2. Fingerprinting and User-Agent
Running automation against a web app risks triggering bot detection. Flow sits behind reCAPTCHA Enterprise and has its own session monitoring.
Our mitigations:
- Persistent user-agent — generated once per install using a realistic Chrome/macOS pattern, saved to disk, reused across restarts (avoids the "UA changes every session" detection signal)

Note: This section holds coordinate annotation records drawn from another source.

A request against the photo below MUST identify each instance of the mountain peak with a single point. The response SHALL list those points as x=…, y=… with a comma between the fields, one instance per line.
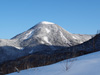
x=46, y=22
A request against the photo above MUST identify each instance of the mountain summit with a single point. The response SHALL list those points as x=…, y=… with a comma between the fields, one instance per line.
x=43, y=36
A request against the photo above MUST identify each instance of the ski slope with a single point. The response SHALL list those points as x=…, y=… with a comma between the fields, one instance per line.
x=84, y=65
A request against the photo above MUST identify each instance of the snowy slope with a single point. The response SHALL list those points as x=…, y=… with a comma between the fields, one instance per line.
x=43, y=36
x=83, y=65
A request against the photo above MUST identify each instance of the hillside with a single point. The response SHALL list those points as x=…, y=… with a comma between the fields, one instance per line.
x=83, y=65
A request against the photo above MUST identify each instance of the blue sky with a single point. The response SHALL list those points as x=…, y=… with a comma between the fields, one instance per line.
x=76, y=16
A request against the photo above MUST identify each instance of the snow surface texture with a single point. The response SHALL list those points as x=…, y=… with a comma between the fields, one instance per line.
x=83, y=65
x=42, y=36
x=45, y=22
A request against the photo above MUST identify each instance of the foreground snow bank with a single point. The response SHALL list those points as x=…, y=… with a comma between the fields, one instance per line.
x=84, y=65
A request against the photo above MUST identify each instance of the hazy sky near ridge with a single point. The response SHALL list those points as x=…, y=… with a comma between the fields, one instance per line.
x=76, y=16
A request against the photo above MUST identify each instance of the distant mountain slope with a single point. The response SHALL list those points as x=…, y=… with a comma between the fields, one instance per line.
x=42, y=36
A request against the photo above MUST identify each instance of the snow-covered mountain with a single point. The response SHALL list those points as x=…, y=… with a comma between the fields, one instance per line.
x=83, y=65
x=42, y=36
x=47, y=33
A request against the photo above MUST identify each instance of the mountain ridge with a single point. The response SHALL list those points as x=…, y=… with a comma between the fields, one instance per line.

- Electron fingerprint spoofing — overrides
navigator.platform,navigator.hardwareConcurrency, canvas fingerprint, and WebGL renderer strings via a preload script injected before page load - reCAPTCHA serialization — Google flags concurrent token requests from the same session as
UNUSUAL_ACTIVITY. We serialize all solves with a mutex so only one token is in-flight at a time.
3. Headless API Path
Beyond DOM automation, we also reverse-engineered Flow's internal API from network traffic: direct calls to aisandbox-pa.googleapis.com with the same payload structure the web UI uses. This path bypasses the DOM entirely and is significantly faster.
The trade-off: it requires a valid reCAPTCHA token per request, and Google rotates the endpoint structure periodically.
4. Tile Tracking
Flow renders generated media as "tiles" in a grid. Each tile gets a data-tile-id attribute. We snapshot tile IDs before clicking Generate, then watch for new tile IDs to appear — that's how we match tiles to prompts in a concurrent batch.
const beforeTileIds = getAllTileIds()
generateButton.click()
const newTileId = await waitForNewTile(beforeTileIds, 5000)
III. Why It's Internal
This tool exists in a gray area. It automates a Google product that doesn't offer an official API. We use it for internal production workflows only — not distributed, not open-sourced.
The reverse-engineering work is also fragile by nature: Flow updates its UI and internal API periodically, and the tool requires maintenance to keep up.
If Google ever ships an official Flow API with batch support, this becomes obsolete. Until then, it works.